Fast forward nine months. It is now a new calendar year, and time for my next annual jog. The summer is upon us, the lockout is over and Jamison has completed his fist, albeit half-baked, lockout-interrupted season in the NBA. This time, as I chug along past the Jamison house, it isn't the five-foot eleven father that I see in the front yard, but rather, his smiling six-foot-nine inch, and now rather wealthy son. He was standing in the driveway, towel in hand, drying the water beaded from a spanking new, black Mercedes. "Hi Antawn," I yell and wave my hand. "How ya doing, sir?"  Did he call me sir? "I'm doing fine. You just get back in town?"  "Yes, sir." He did call me sir.  "You doin' okay?"  "Yes, sir."  "Good to see you." "You, too." And off I jogged.

And several times over the years, especially in the summer, number 33 and I have exchanged those sidewalk-driveway pleasantries, with number 33 smiling and showing remarkable politeness and respect to a guy who he could buy and sell for fifty cents at a junk yard sale. Then last Sunday, at seven in the morning, it was once again time for my annual jog. I came out the front door, and turned right. At age 44, the steps were now harder than they were at 38. I huffed and puffed and heaved and jiggled. But somehow, by the grace of God, I made it as far as the Jamison's house. As I turned the corner, A.C. was in his driveway. We waved, exchanged smiles and pleasantries, and then, Mr. Jamison motioned me over. He was just getting ready to go pick up Antawn from the airport, but first, there was something he wanted to show me in the garage. I stepped into the garage, and there it was. Antawn's new toy, awaiting his triumphant return to his hometown. The "B"  emblazoned on the front, unfortunately, did not stand for "Brown." It was the first time I had ever seen a Bentley up close and personal. This one was silver and sleek, and I wondered how Antawn would fit his long legs in it. Mr. Jamison confided to me what the regular price tag of the car would be.
And out of respect for the family's privacy, I won't say exactly. Although suffice it to say the regular price was about ten to fifteen times the annual salary of the average UNC graduate from the Class of 2004. But thanks to the graces of Antawn's buddy Jerry Stackhouse, who owns a Bentley dealership and would have been Antawn's teammate at UNC had both used all four years of NCAA eligibility - the thought of Stackhouse, Wallace, Jamison and Carter on the same team still makes me salivate - Number 33 had gotten the Bentley for a price only five times the annual salary of the average UNC grad in the Class of 2004.

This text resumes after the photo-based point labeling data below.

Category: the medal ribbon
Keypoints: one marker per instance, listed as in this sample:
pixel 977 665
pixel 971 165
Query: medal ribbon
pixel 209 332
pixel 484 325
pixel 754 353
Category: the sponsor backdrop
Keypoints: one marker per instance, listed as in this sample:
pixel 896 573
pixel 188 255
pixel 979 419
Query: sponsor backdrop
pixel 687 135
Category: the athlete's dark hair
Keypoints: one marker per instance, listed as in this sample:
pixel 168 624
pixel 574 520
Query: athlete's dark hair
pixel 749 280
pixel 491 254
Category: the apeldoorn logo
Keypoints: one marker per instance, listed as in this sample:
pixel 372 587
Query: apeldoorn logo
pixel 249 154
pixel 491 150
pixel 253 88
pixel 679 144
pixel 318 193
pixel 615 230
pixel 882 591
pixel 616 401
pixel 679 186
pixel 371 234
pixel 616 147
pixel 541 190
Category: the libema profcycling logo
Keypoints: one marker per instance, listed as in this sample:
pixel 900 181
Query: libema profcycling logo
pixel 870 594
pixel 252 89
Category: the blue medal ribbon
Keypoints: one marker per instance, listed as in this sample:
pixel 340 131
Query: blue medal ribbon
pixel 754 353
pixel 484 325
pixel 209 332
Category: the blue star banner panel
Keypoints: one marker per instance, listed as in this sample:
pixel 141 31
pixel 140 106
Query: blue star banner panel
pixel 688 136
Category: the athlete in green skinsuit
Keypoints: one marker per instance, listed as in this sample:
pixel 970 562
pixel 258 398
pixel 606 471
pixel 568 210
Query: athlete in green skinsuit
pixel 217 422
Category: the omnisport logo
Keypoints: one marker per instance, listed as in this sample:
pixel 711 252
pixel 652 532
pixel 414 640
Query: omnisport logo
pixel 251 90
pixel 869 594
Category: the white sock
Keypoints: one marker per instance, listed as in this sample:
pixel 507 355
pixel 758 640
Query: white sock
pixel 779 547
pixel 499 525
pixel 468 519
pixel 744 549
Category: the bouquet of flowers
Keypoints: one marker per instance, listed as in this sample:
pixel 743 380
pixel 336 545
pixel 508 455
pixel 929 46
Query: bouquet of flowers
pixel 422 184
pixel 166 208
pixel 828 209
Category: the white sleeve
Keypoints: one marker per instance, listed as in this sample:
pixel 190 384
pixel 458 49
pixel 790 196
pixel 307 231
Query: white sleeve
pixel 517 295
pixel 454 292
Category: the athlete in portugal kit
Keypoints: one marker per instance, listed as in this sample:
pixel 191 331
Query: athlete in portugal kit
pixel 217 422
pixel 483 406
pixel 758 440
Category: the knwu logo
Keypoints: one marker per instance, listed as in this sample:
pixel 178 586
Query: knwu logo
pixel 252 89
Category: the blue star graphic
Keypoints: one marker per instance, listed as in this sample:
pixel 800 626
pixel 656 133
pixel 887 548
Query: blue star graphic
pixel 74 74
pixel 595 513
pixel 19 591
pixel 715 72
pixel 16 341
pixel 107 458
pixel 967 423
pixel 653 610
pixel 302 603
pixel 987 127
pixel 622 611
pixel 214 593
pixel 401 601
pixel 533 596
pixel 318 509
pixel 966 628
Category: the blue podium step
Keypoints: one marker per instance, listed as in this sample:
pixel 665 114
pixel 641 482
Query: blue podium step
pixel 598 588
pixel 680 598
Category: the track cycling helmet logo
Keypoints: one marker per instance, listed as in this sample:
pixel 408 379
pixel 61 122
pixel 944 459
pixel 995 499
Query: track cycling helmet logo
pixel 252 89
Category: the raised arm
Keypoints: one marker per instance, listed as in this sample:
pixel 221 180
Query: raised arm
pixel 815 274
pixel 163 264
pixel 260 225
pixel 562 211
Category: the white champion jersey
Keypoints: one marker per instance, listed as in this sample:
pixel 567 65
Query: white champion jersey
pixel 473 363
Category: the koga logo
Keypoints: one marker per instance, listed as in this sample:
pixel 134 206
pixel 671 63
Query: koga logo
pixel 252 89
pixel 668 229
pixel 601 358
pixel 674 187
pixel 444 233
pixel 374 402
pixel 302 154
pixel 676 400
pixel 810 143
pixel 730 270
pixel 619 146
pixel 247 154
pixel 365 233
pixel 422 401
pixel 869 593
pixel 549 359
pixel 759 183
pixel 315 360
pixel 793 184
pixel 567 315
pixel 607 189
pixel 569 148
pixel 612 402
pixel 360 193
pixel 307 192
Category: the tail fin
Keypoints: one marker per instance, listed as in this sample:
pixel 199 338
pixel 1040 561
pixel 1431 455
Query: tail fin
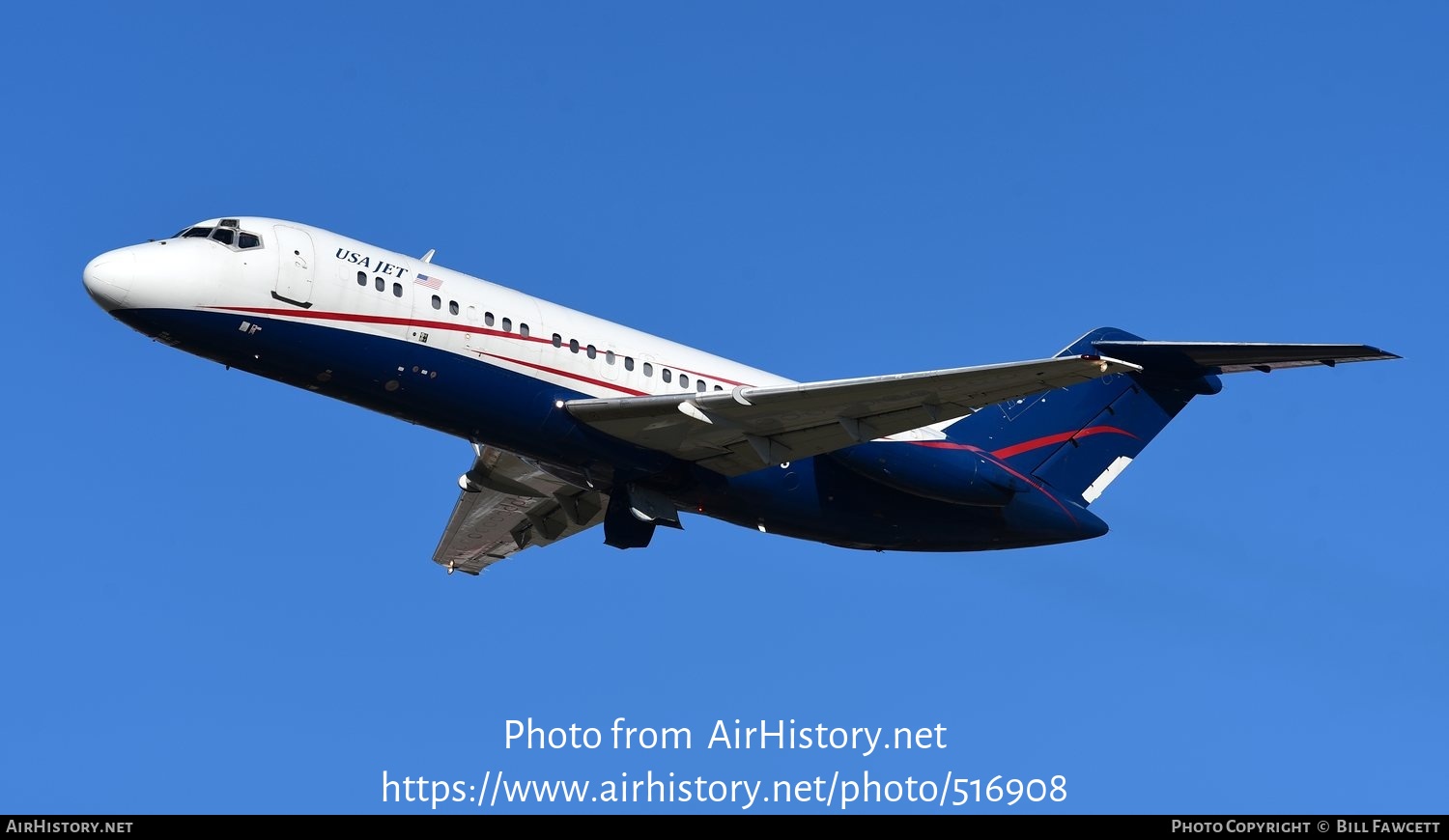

A good deal for a good guy from another good Tar Heel.  "Antawn said I could drive it, but I'm afraid I might dent it," A.C.  chuckled and joked. "I'm afraid to even touch it, because I might leave a fingerprint," I joked back. "Oh well, you've got to get to the airport and I've got to finish my jog," I said, as I started to bounce out of the driveway. "Pray for me," I said, sucking in the warm, humid, Charlotte morning air. "We'll pray for each other," he said, as he cranked his Navigator and backed out the driveway, surely thankful that the lockout was over... A.C. was off to the airport to pick up Antawn. Number 33 was flying into Charlotte from Toronto. The Bentley would be waiting, and beyond that, pickup games against Rashad McCants in Chapel Hill.

Antawn Jamison, a Tar Heel Warrior, was coming home.